Подобно тому как «„Избирательное сродство“ Гёте» замышлялось как опровержение биографической интерпретации биографическими средствами, во «Франце Кафке» происходит опровержение теологической интерпретации средствами теологии. Оба текста строятся на сопоставимых трактовках мифа, в чем-то схожих с осторожным ужасом, внушаемым Герману Когену одухотворенным предрациональным миром, который продолжает жить, угрожая таким традиционно приписываемым человеку свойствам, как способность к рассуждениям и к нравственным поступкам. Беньямин указывает на это ощущение духовного кризиса, ссылаясь на дошедшие до нас в передаче Макса Брода слова Кафки, предположившего, что люди – «нигилистические, а может, даже самоубийственные мысли, рождающиеся в голове Бога» (SW, 2:798; ФК, 55). В ответ Брод задал Кафке знаменитый вопрос о том, существует ли в мире надежда. «Бесконечно много надежды, – ответил Кафка, – но только не для нас». Для кого же в таком случае? Беньямин выделяет тех немногочисленных, одиноких персонажей, которых надежда словно бы обвивает так, как обвивают обрывки ниток миниатюрного Одрадека («Забота главы семейства»), – таких персонажей, как помощники из «Замка»: как будто бы лишь эти существа в своей невозмутимости и неуловимости избежали семейной трясины. Но в то же время Беньямин указывает и на те моменты у Кафки, которые намекают на возможность продуктивно использовать даже наше отчуждение и безобразие; тем самым эссе о Кафке оказывается связано у Беньямина с анализом современности. Работа над эссе о Кафке велась тем летом в датском местечке Сковсбостранд, где жил Брехт, и на ней, несомненно, отразились разговоры Беньямина с драматургом, причем это влияние нигде не просматривается с такой же очевидностью, как в дискуссии о жесте – ключевом элементе брехтовской драматургии. В соответствующем великолепном фрагменте Беньямин вскрывает функцию жеста у Кафки, сперва продемонстрировав чрезвычайную проблематичность даже простейшего жеста в столь обремененном мире. Жесты не имеют в нем какого-либо заложенного в них смысла, хотя они могут оказаться частью того, что Беньямин называет процедурой испытания (
Беньямин воссоздает этот мир Кафки посредством блестящих ссылок и параллелей, приглашая на сцену не только ряд самых запоминающихся персонажей писателя – Одрадека, Санчо Пансу, мышиную певицу Жозефину, охотника Гракха, но и множество других типажей: от Потемкина, сановника Екатерины Великой, до героев сказок братьев Гримм.
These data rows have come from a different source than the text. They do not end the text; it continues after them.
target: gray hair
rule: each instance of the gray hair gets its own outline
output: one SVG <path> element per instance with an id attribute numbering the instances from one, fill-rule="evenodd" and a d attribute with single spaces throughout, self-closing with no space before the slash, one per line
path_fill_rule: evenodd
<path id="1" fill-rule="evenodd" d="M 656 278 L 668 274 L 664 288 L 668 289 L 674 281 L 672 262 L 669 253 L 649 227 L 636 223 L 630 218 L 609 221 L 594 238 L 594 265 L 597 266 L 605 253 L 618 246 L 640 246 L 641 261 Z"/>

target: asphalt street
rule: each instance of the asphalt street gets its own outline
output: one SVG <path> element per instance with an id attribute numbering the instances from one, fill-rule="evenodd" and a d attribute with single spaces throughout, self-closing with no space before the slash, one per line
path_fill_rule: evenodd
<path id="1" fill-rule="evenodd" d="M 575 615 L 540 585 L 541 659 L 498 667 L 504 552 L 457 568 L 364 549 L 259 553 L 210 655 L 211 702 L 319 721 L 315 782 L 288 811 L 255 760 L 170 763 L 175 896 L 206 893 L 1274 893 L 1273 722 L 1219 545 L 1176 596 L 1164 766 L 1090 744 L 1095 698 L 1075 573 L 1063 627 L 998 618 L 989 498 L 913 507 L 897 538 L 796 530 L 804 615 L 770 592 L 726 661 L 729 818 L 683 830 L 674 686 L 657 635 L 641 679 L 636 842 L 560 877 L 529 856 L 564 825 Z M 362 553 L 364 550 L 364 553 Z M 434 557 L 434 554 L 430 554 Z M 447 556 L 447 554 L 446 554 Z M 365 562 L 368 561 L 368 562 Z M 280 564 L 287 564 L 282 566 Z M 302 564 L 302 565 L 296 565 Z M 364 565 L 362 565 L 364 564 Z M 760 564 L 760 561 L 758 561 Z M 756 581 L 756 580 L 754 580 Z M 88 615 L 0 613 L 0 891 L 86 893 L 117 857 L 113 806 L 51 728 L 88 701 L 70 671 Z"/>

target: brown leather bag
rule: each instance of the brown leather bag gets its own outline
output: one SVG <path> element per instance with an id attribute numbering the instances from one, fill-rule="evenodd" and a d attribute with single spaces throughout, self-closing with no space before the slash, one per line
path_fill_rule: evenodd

Таким образом, основная стратегия этого эссе состоит в том, чтобы заменить какое-либо прочтение сюжетов их пересказом. Этот пересказ и наш опыт пересказа составляет для Беньямина часть процесса прочтения Кафки и суда над ним. «В зеркале, которое прабытие держало перед ним в образе вины, он [Кафка] сумел только разглядеть грядущее в образе суда». Таким образом, сам по себе судебный процесс уже является вердиктом. Как и в случае «Тысячи и одной ночи», рассказ рисует контуры настоящего в свете грядущего. Таково неизбывное бремя отрицания догматической экзегезы, предпринимаемого Беньямином. Он сохраняет верность представлению Кафки о том, что сочинительство и чтение – не более и не менее как дистилляция мирового процесса, этого бесконечного суда и единственной надежды. Соответственно, начало и конец эссе о Кафке выдержаны в автобиографическом ключе. Оно начинается с анекдотической истории о визите мелкого чиновника Шувалкина к Потемкину, обездвиженному тяжелой депрессией. Ступор, вызванный депрессией, постоянно угрожал Беньямину на протяжении последнего десятилетия, а сейчас в Париже стал его постоянным спутником. Из эссе о Кафке следует, что единственная надежда на «спасение» лежит для нас в самой безнадежности; рано или поздно эта надежда может проснуться и выйти в мир сквозь крохотный, маловероятный портал бессознательного и, более того, «бессмысленного» жеста (BS, 135)[388]
. В конце лета Беньямин писал Шолему, что изучение Кафки «идеально подходит на роль перекрестка, где пересекаются различные пути моих мыслей» (BS, 139).